CAS
Sunday, January 31, 2016
Module B1 - Reply to a post
It is impossible to look at B1 now as it was when it was released. For me this was the first published module I'd ever seen other than Temple of the Frog from the Blackmoor supplement. Each step within those halls was filled with danger and mystery and every encounter was something new. Just that first encounter with the magic mouth became an iconic image in the future lore of the game in the same way as Tomb of Horrors Green Devil Face or Undermountains decent into the shield-lined pit from the center of the Inn. B1 is a test for the DM and either a frustrating experience or a spur to creativity.
And a further reply
You seem to be implying that the fond memories of B1 are a form of nostalgia and that the module itself is lacking. The module itself is fantastic but I'm not sure that modern imagination and creativity is able to appreciate it. There is a sensory overload involved in the amount of material presented to those involved in modern RPGs that is inherently distracting to the creative and imaginative mind that simply did not exist 35+ years ago.
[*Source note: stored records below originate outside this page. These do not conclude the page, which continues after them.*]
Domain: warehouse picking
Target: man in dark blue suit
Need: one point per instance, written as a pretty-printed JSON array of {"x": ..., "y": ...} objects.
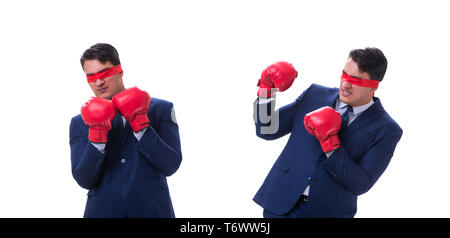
[
  {"x": 341, "y": 140},
  {"x": 124, "y": 144}
]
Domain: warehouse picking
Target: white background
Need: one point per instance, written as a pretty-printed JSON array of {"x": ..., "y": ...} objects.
[{"x": 206, "y": 57}]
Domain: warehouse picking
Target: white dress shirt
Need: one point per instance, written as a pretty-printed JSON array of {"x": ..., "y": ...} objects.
[{"x": 101, "y": 146}]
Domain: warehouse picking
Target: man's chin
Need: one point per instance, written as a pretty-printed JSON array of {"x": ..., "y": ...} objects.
[{"x": 344, "y": 99}]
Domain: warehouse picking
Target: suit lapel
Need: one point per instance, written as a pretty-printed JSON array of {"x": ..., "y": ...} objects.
[{"x": 120, "y": 133}]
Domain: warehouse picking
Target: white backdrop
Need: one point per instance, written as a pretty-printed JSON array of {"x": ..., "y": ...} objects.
[{"x": 206, "y": 57}]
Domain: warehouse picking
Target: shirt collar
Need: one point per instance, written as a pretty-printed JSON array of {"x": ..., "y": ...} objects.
[{"x": 356, "y": 109}]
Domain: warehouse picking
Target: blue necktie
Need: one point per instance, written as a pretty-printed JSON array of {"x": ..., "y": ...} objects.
[{"x": 345, "y": 118}]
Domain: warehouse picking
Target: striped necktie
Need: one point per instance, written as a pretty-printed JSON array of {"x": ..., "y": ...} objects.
[{"x": 345, "y": 117}]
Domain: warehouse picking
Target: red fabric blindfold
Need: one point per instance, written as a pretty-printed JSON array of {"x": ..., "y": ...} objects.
[{"x": 104, "y": 74}]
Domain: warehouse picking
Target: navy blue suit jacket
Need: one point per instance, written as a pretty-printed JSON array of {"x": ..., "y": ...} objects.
[
  {"x": 129, "y": 179},
  {"x": 367, "y": 146}
]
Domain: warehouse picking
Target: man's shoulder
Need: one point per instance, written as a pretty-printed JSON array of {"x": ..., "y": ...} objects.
[
  {"x": 321, "y": 88},
  {"x": 387, "y": 120},
  {"x": 159, "y": 103},
  {"x": 77, "y": 118}
]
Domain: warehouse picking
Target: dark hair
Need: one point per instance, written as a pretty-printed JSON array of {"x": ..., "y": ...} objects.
[
  {"x": 102, "y": 52},
  {"x": 370, "y": 60}
]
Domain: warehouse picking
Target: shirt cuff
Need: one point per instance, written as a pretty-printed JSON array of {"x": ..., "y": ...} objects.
[
  {"x": 329, "y": 153},
  {"x": 100, "y": 146},
  {"x": 265, "y": 100}
]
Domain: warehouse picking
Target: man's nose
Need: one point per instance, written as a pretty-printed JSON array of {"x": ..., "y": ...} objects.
[{"x": 346, "y": 85}]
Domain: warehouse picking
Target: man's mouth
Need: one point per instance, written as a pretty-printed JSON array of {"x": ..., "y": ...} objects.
[
  {"x": 102, "y": 90},
  {"x": 345, "y": 93}
]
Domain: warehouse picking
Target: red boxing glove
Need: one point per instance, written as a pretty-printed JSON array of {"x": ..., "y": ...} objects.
[
  {"x": 98, "y": 114},
  {"x": 133, "y": 104},
  {"x": 280, "y": 75},
  {"x": 324, "y": 123}
]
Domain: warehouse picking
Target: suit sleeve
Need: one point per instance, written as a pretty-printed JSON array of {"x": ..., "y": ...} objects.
[
  {"x": 360, "y": 177},
  {"x": 87, "y": 161},
  {"x": 270, "y": 124},
  {"x": 162, "y": 149}
]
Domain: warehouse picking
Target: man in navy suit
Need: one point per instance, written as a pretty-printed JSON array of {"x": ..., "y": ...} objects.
[
  {"x": 124, "y": 144},
  {"x": 341, "y": 139}
]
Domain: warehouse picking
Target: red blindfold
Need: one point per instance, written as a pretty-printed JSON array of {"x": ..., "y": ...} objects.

We were presented with a fairly blank slate at the time RPGs were born with few if any options to fill in those blank spaces with anything other than what our own imaginations and creative inspiration could steal from other mediums. If you wanted to run a Cthulhu scenario you read Lovecraft or Lovecraftian fiction and distilled game material from that, If you wanted a dungeon that descended deeper and deeper into the depths you drew it passage by passage, room by room, and stocked it to the best of your ability. If you wanted to push your adventure up a notch you had to make it up because Holmes Basic just stopped and pointed you in the direction of Further. There is nothing like absolute necessity to spur creativity. B1 provided inspiration but never tried to force direction. B1 points to far horizons that have no limits. It provides a template that can simply be repeated but beckons to be personalized, expanded, strangely altered and enchanted by the hand of a DM who wants to make the game their own. I look at B1 today and it still inspires me to go in new directions, or revist old ones and think it is a shame if this small piece of magic has been lost to the world of gaming in the intervening years.